El montaje, dirigido por Basilio Álvarez, adapta la cinta italiana Perfetti Sconosciuti, del realizador Paolo Genovese, convertida desde 2016 en un fenómeno mundial con más de una veintena de versiones y un récord Guinness que lo confirma como el guion más reinterpretado del cine reciente.

Para darle vida sobre las tablas, Álvarez contó con un elenco de lujo: Nohely Arteaga, Sócrates Serrano, Sonia Villamizar, Aroldo Betancourt, Luigi Sciamanna, Jeska Lee e Iván Tamayo. Todos ellos interpretan a un grupo de parejas y amigos de toda la vida que, bajo el pretexto de observar un eclipse lunar, deciden jugar un “inocente” reto con sus teléfonos. El resultado: una velada en la que la confianza se resquebraja y las máscaras caen.


Entre lo íntimo y lo secreto

La obra recuerda que las personas llevamos varias vidas superpuestas: la que mostramos al público, la que reservamos a lo privado y aquella más profunda que preferimos ocultar. Ese último nivel, el de los secretos, es el terreno en el que se mueve la trama.
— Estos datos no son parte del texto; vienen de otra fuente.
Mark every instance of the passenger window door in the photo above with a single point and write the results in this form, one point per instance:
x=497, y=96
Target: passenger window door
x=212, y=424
Nohely Arteaga lo resume en una reflexión: Perfectos Desconocidos habla de lo que no decimos, del desconocimiento real de quienes nos rodean y de la ilusión de creer que conocemos a alguien por completo. Luigi Sciamanna coincide: “Ni siquiera con absoluta confianza podemos conocer a otro ser humano al cien por ciento”.


El celular como espejo

El teléfono, objeto cotidiano, se convierte aquí en símbolo y amenaza. Es la caja negra de nuestras vidas: conversaciones privadas, búsquedas, deseos, culpas y contradicciones que quedan almacenadas en silencio hasta que alguien decide abrirlas.
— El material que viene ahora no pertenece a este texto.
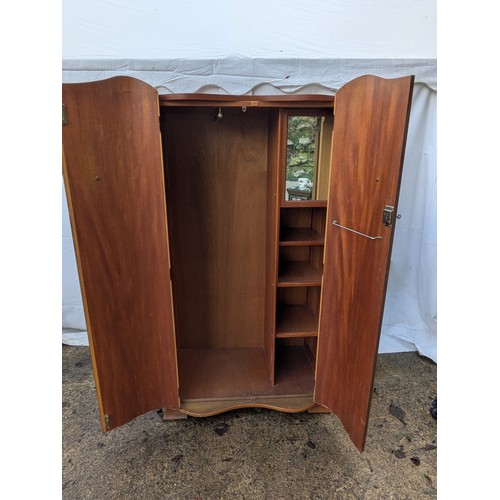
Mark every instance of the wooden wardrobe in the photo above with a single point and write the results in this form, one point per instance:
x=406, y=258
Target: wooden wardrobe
x=233, y=251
Jeska Lee lo explica con claridad: “No es que tengamos algo que ocultar, es que no nos relacionamos igual con un amigo que con nuestra madre. Hay contextos que nos obligan a callar”. Y de eso trata la obra: del derecho a preservar un espacio propio, del respeto a la intimidad ajena y de la incomodidad de reconocer que todos guardamos un rincón oscuro.


Una mirada actual

El guion, más allá de lo teatral, refleja dilemas muy contemporáneos: la infidelidad, la desconfianza, el impulso de revisar el celular de la pareja y la tentación de creer que todo debe saberse. Un estudio colombiano de 2017 señalaba que las mujeres revisan más el teléfono de sus parejas; sin embargo, en escena, la obra demuestra que la infidelidad y la opacidad no entienden de género.